You are our mother, brother, and Saviour. In you, our Lord the Holy Spirit, is marvellous and plenteous grace.
You are our clothing; for love you wrap us and embrace us.
You are our maker, our lover, our keeper.
Teach us to believe that by your grace all shall be well, and all shall be well,
and all manner of things shall be well. Amen
Lord God, in your compassion you granted to the Lady Julian many revelations of your nurturing and sustaining love: Move our hearts, like hers, to seek you above all things, for in giving us yourself you give us all; through Jesus Christ our Lord, who lives and reigns with you and the Holy Spirit, one God, for ever and ever.
- Collect, Holy Women, Holy Men: Celebrating the Saints
Lord, thou knowest what I wish - if it be Thy will that I have it, grant it to me, and if it be not Thy will, Good Lord, be not displeased, for I want nothing except what thou wilt.
from Chapter 2 of her Revelations
He created everything for love and by the same love everything is protected and shall be without end; God is everything that is good, as I see it, and the goodness that everything has, it is He. If something is good, that thing is God.
from Chapter 8 of her Revelations
A celebratory meal might include something typical of Medieval northern England, or perhaps Julienned vegetables as a side. It would also be nice to serve hazlenuts, maybe in brownies or nutella spread for dessert.
Eating in Medieval England...
Bread was the staple of everyone's diet, though the grain it was made from varied locally, and also according to wealth. The finest white bread was made from wheat flour siftet two or three times; this was found mainly at the tables of the aristocracy. The bread of common people was made with what ever grain was available locally; this could be a combination of wheat and rye flour, which produces a popular bread called maslin, or barley and oats in the colder and wetter north. Weed seeds frequently found their way into the flour, and in years when the harvest had been poor, peas, beans or acorns might be added to the cheapest bread to conserve precious flour. Large households baked their own bread; in villages this was usually done in a communal oven or left to a professional baker.

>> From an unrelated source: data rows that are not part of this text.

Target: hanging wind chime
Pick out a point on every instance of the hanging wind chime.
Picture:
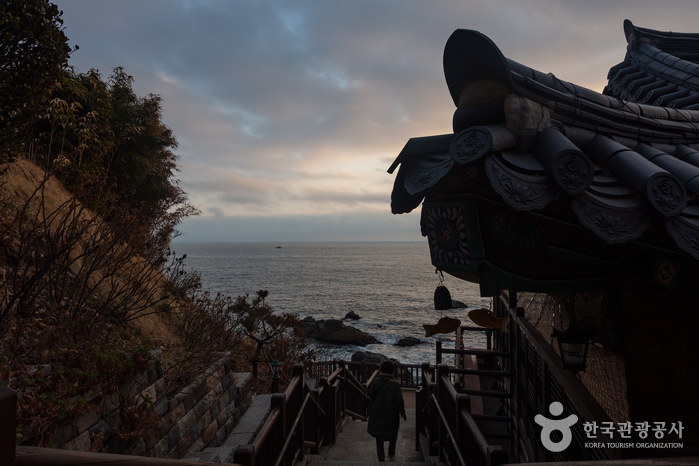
(442, 302)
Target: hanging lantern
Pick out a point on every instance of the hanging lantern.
(442, 298)
(489, 284)
(574, 342)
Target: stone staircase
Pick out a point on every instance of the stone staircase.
(354, 447)
(243, 433)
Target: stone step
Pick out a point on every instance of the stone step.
(242, 434)
(368, 463)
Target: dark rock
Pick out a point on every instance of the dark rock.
(408, 341)
(377, 358)
(368, 356)
(350, 336)
(336, 332)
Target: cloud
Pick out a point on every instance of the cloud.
(299, 107)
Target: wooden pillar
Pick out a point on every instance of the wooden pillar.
(8, 425)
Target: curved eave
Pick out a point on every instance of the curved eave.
(680, 44)
(595, 150)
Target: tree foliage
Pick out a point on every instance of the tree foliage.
(33, 55)
(102, 133)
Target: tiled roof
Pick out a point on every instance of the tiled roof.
(624, 161)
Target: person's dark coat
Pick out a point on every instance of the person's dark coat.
(386, 407)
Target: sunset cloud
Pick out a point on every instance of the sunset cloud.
(290, 111)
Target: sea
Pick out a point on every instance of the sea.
(390, 285)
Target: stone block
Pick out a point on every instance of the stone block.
(200, 408)
(201, 390)
(226, 383)
(64, 433)
(198, 429)
(148, 394)
(161, 406)
(230, 407)
(80, 443)
(183, 446)
(115, 445)
(114, 418)
(100, 427)
(173, 437)
(151, 441)
(214, 409)
(224, 399)
(156, 355)
(213, 443)
(189, 401)
(88, 420)
(160, 390)
(152, 375)
(197, 446)
(111, 402)
(209, 433)
(212, 381)
(222, 418)
(177, 413)
(187, 422)
(228, 426)
(161, 448)
(137, 449)
(165, 425)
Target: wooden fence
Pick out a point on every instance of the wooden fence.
(409, 375)
(304, 418)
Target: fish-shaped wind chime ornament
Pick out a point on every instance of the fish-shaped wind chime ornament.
(486, 318)
(442, 301)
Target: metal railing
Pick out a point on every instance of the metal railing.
(13, 455)
(303, 418)
(443, 415)
(408, 375)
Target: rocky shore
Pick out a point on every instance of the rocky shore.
(334, 331)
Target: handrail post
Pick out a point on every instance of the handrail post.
(441, 395)
(8, 426)
(327, 402)
(463, 403)
(244, 455)
(343, 387)
(279, 401)
(301, 428)
(421, 400)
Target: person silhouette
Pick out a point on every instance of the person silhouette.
(386, 406)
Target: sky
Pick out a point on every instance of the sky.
(289, 113)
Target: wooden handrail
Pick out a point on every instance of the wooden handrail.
(475, 431)
(477, 352)
(445, 424)
(280, 457)
(355, 383)
(266, 428)
(315, 402)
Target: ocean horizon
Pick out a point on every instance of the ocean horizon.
(390, 284)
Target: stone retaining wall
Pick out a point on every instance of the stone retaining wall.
(201, 415)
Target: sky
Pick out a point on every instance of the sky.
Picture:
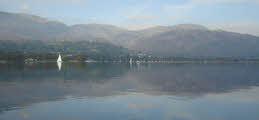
(232, 15)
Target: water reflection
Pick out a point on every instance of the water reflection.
(23, 84)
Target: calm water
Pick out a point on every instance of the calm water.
(114, 91)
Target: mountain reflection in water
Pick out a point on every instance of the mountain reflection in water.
(24, 84)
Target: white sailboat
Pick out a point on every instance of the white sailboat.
(130, 61)
(59, 58)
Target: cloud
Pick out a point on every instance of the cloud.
(184, 6)
(24, 7)
(137, 26)
(141, 16)
(244, 28)
(224, 1)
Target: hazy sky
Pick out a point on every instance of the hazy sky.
(136, 14)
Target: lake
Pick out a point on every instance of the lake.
(122, 91)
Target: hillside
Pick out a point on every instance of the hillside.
(179, 40)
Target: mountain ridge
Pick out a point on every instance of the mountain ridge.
(176, 40)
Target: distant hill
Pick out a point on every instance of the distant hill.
(65, 47)
(179, 40)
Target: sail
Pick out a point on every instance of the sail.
(59, 58)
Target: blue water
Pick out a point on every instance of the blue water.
(120, 91)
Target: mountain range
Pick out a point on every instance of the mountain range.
(178, 40)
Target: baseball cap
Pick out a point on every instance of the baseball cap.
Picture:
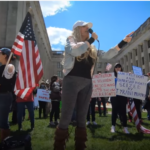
(6, 51)
(82, 23)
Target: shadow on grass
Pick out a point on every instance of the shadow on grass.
(93, 128)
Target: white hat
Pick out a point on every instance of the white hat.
(82, 23)
(7, 74)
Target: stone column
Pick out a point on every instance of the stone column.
(146, 60)
(133, 57)
(129, 62)
(11, 23)
(124, 64)
(139, 56)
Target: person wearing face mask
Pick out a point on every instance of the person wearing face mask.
(42, 105)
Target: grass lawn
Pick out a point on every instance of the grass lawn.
(99, 138)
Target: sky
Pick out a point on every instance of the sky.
(112, 20)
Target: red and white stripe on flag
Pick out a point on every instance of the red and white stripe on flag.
(30, 70)
(18, 44)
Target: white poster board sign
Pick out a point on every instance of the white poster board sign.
(131, 85)
(36, 102)
(103, 85)
(43, 95)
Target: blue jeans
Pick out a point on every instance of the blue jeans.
(5, 103)
(20, 109)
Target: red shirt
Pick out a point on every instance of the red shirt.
(29, 99)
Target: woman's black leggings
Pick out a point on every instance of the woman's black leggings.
(119, 107)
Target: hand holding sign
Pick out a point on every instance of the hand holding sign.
(128, 37)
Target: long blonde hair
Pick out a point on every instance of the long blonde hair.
(91, 50)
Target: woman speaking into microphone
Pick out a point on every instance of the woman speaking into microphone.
(77, 84)
(7, 83)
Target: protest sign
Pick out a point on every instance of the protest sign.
(43, 95)
(103, 85)
(131, 85)
(137, 70)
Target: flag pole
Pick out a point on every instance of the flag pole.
(7, 62)
(29, 10)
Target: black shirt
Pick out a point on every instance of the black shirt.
(82, 68)
(6, 85)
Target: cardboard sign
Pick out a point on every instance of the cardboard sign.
(103, 85)
(137, 70)
(43, 95)
(131, 85)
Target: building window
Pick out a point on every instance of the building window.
(136, 63)
(135, 52)
(142, 60)
(148, 43)
(141, 48)
(143, 71)
(58, 65)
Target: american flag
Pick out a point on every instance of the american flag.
(30, 68)
(108, 66)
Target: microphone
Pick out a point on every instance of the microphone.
(91, 31)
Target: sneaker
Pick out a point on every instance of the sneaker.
(125, 129)
(88, 122)
(52, 123)
(113, 129)
(94, 123)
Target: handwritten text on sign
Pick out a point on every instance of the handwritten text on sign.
(43, 95)
(131, 85)
(104, 85)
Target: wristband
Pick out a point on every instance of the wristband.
(122, 43)
(91, 40)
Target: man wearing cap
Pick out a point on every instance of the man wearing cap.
(7, 83)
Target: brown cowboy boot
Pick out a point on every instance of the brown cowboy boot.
(61, 135)
(4, 134)
(80, 138)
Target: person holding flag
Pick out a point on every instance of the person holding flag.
(7, 83)
(30, 69)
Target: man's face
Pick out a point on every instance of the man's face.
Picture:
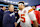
(20, 7)
(4, 8)
(11, 8)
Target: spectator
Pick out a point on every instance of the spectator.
(9, 19)
(1, 15)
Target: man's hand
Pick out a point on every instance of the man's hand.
(35, 24)
(15, 24)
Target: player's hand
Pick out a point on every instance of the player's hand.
(15, 24)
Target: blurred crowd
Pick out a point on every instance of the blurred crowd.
(4, 14)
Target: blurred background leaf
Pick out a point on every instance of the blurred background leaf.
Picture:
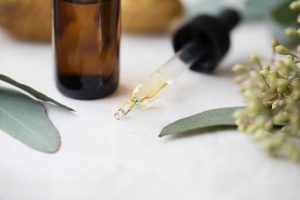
(26, 120)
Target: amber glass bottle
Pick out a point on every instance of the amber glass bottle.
(86, 42)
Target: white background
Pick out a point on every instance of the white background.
(105, 159)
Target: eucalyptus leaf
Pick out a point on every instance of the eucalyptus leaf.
(26, 120)
(32, 91)
(222, 117)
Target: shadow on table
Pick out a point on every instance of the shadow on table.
(197, 132)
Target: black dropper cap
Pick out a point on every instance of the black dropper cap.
(211, 34)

Another dietary cornerstone was formed by pottages. A typical pottage consisted of a broth or stock to which vegetables (most commonly cabbage, leeks onions and garlic), cereals or meat might be added; eggs might also go into the pot to thicken the brew and make a richer base. Practically every household had a kitchen garden, which produced not only herbs for spicing, but also peas, beans, leeks, onions, and various roots such as carrots and turnips. However, in spite of the ready availability of fresh fruit and vegetables, with the exception of grapes, cherries and wild berries, garden products were rarely eaten uncooked, as they were believed unhealthy in an unprocessed state. Interestingly, on the rare occasions that salad was made, flowers such as lilacs and primroses were often added to it.